Nikos starts having dreams when he is twenty. At first he thinks he is going crazy, and he keeps his visions a secret so that he won’t be institutionalized. He goes on a college field trip to gather statistical data about other small communities outside Athens, and he sees utter desolation everywhere. He is given a book about dreams and begins to study the science behind them. Eventually, the things he dreams begin to happen.

Anthony Karakai has written a first person account of what it would be like to be the only person able to dream. This story revolves around Nikos’s search for answers about his dreams, about his life, about his role in the revolution to end the despair in Athens. I have rated this book at 14+ simply because the philosophical discussions and the allegorical language might be difficult for younger readers. This is a powerful book about what it means to have hope. It also shows dramatically the impact that one single person can have, if that person is willing to teach and share. Corruption and suppression can be brought down if people just have the ability to share their dreams for a better tomorrow.

I recommend this book to any who wonders what the world might be like in the future. Bombs and guns are no match for the dreams of the many, and those dreams start with one or two individuals. Each of us can make a difference.
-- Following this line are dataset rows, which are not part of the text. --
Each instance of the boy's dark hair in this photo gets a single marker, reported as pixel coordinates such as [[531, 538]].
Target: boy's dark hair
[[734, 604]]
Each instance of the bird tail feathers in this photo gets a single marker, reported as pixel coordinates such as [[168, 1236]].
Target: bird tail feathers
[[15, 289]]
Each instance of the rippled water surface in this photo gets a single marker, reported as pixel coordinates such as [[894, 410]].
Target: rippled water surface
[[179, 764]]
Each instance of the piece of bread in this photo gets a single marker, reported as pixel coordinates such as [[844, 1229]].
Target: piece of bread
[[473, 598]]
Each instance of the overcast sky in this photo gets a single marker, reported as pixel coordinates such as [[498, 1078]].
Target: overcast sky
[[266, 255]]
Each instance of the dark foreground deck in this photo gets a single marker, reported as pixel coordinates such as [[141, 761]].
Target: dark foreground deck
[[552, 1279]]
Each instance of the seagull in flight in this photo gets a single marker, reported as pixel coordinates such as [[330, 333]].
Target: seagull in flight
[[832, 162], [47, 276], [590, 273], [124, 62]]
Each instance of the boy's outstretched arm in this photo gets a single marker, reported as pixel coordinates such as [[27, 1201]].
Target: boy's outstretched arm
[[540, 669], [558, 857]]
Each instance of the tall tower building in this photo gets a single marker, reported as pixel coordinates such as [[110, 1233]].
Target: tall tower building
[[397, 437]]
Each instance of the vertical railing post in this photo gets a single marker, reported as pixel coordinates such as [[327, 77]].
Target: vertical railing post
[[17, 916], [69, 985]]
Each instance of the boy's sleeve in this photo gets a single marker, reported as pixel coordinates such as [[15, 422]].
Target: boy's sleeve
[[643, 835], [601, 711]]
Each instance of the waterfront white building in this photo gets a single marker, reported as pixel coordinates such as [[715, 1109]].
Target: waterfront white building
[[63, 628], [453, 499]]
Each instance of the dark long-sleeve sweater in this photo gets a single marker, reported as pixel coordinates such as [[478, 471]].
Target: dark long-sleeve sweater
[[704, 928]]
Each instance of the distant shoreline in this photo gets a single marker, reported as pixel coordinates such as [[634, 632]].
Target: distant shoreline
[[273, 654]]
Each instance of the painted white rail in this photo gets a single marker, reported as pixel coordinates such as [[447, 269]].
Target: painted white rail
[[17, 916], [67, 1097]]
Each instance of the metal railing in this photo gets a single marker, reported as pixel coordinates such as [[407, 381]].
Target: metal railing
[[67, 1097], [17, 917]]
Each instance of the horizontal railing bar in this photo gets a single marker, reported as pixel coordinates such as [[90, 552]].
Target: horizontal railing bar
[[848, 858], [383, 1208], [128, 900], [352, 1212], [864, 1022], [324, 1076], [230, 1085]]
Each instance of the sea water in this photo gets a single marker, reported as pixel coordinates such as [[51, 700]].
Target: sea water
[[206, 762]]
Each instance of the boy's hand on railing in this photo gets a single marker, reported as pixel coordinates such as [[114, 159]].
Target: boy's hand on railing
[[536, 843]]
Vagabond by Anthony Karakai

Vagabond by Anthony Karakai
Publisher: Trident Media Group
Genre: Contemporary, YA
Length: Full Length (220 Pages)
Age Recommendation: 16+
Rating: 3.5 Stars
Reviewed by Cyclamen

A fable about following your heart, ‘Vagabond’ explores the concept of destiny and what it means to be an individual in a world increasingly cliché. Leonardo spins a globe to begin his backpacking adventure, and before too long he engages in a world of travellers, all searching to find and define their own happiness.

The course of human history is changed forever as three seemingly unrelated lives impact on one another, with the universe dictating the transcendence of energy between the three as an ultimate revelation unfolds.

Three lives impact each other in miraculous ways in this fable about following your heart. Rafael, a tobacco farmer from Ecuador, dreams of foreign lands as he plants his tobacco. Even as a young boy he had been labeled as an old soul who would amount to great things. “Known in his village as a wise, kind soul, the local villagers and commuters would stop by to seek his advice on a broad range of matters.” After many years Rafael discovers that he has lost his way. He realizes that “there comes a point in our lives where we need to reassess what it is we are living for.” With that he heads into the Amazon forest. He is bitten by an anaconda who tells him that “in death, your potential will be realized.” Four days later, Rafael dies, and the reader is told that “energy that is deemed too important by the cosmos will be transcended even in death; its force will remain impenetrably fostered and in due time, that same force will be harvested elsewhere, manifesting its potential and fulfilling its ultimate destiny.”

Anthony Karakai has written a lovely fable. The story wanders next to Leonardo, a twenty-year old looking for life’s meaning, for a way to craft his life. His journey takes him first to Costa Rica where he bonds with a group of ex-pats. From there he wanders into South America, meeting Carmen, and coming to Rafael’s tobacco farm. When Rafael’s widow Carlotta meets Leonardo, he seems familiar to her. “For the first time in a while, Carlotta looked out her kitchen window and smiled; the spirit of Rafael was present.”

The story meanders along, and it took me awhile to see the connection between the beginning with Rafael and then the switch to Leonardo. But once I found that connection, the story became magical. I really enjoyed meeting Rafael, Leonardo, and Carmen and it was wonderful to discovery the bonds between them. I put the age recommendation at 16+ just because of the depth of the philosophy and the complexity of the vocabulary. I was surprised that it was listed as young adult because I think that the fable becomes richer when the reader has some life experiences to bring to the reading.

This is a great read for anyone who has wondered about the meaning and purpose of life, either individually or more globally. The topics are handled with compassion and wisdom. I found it exciting to watch “the transcendence of energy through the universe.”